Aber wie kam es nun eigentlich zum Fett-Boom? Angefangen hat es mit der Langeweile und dem Wunsch nach Luxus, nach etwas Besonderem. Da passte es gut, dass Anfang des neuen Jahrtausends die Geschichten von japanischen Kühen aus Kobe die Runde machten. Denen sagte man nach, sie würden von Mönchen oder Geishas massiert, bekämen Sake und Bier zu trinken und dürften Mozart oder Koto hören.

Siegeszug der fetten Rassen

Das mit den Massagen und dem Alkohol waren urbane Legenden. Wahr ist hingegen, dass ihr sehr teures Fleisch dank Rasse und Mast je nach Qualitätsstufe fast weiß vor lauter Fetteinlagerungen ist. Die Leute probierten das Fleisch wegen der tollen Geschichten und stellten fest, wie gut es schmeckt: butterzart und etwas nussig. Als Folge wurden in den neunziger Jahren in Australien und später in den USA und anderswo Kobe-Rinder nachgezüchtet, die Rasse nennt sich Wagyu. Ihr Fleisch gehört heute in gut sortierte Delikatessenabteilungen, wenn die Qualität auch sehr schwankt.

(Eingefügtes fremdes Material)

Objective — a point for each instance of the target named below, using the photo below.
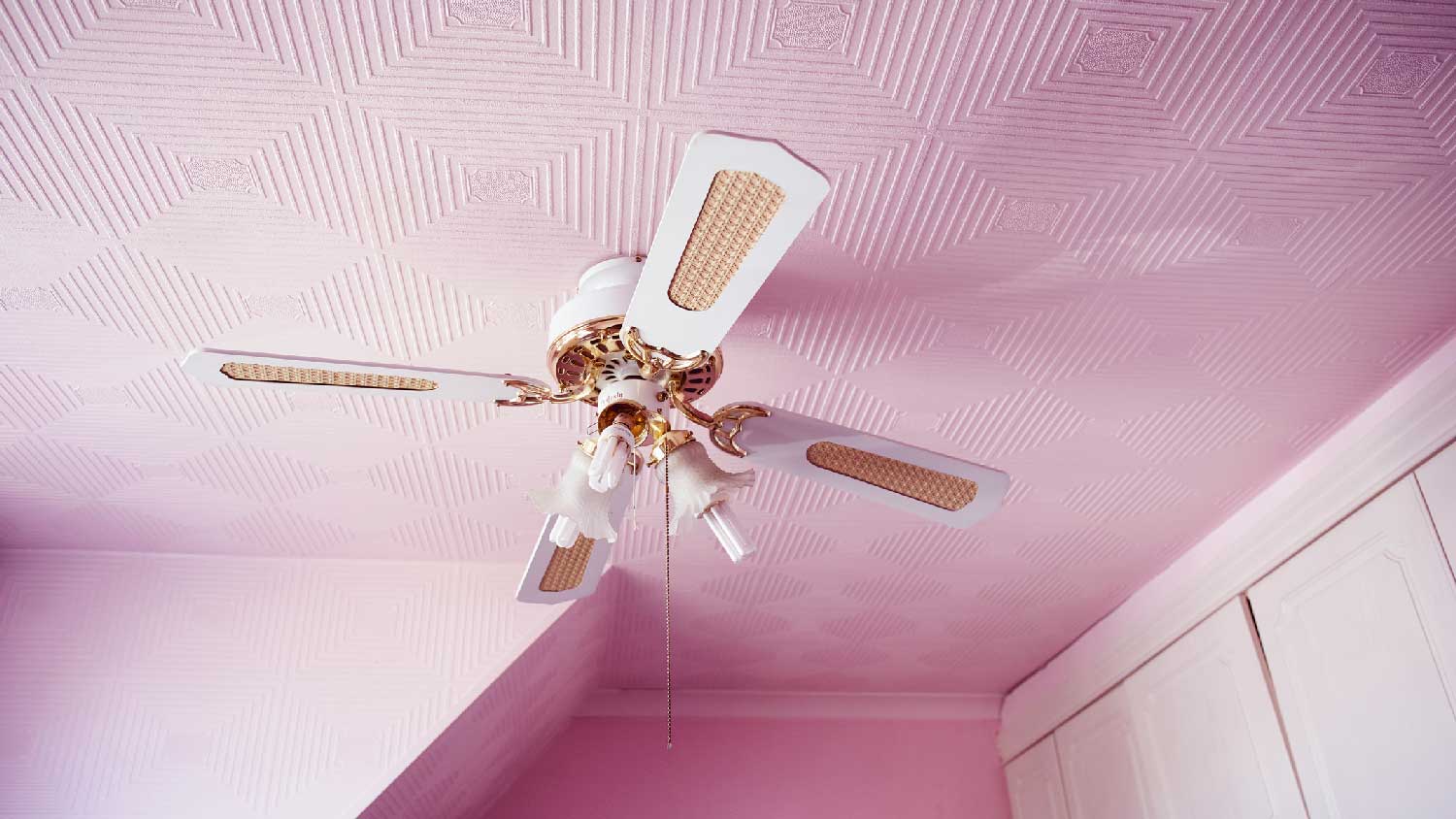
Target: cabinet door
(1206, 728)
(1360, 636)
(1034, 780)
(1101, 769)
(1438, 480)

Das war der Anfang. Dem Wagyu folgten weitere fette Rassen, zuletzt das Fleisch der für ihre Schinken berühmten spanischen Iberico-Schweine. Aus Stücken wie "Presa" oder "Secreto" machen Köche wie Ferran Adrià oder Martin Berasategui in Nordspanien Köstlichkeiten, von denen sich andere Spitzenköche inspirieren lassen. Inzwischen finden sich solche Steaks und Schmorstücke auch auf deutschen Tellern wieder. Sehr zur Freude vieler Genießer, die nun endlich auch mal ein Stück Fleisch bekommen, das nach mehr schmeckt als nur nach tierischem Protein. In London und in deutschen Großstädten gibt es inzwischen sogar Wagyu-Burger, was beweist, wie schnell die Trends aus der Spitzengastronomie die Niederungen der Esskultur erreichen.

Umso erfreulicher, denn nun dürfte die Renaissance von Fett und Geschmack auch den Züchtern alter Haustierrassen einen Boom bescheren. Auf deren Archehöfen leben und sterben jene Tiere, die später auf dem Teller von Gourmets liegen - oft aus der Region, was umwelt- und klimafreundlich ist und ebenso trendy wie das Fleisch selbst. "Offenbar akzeptieren viele erst jetzt, was wir seit Jahren praktizieren und predigen", sagt Horst Backmann. Es lohnt sich also doch manchmal, Fett anzusetzen.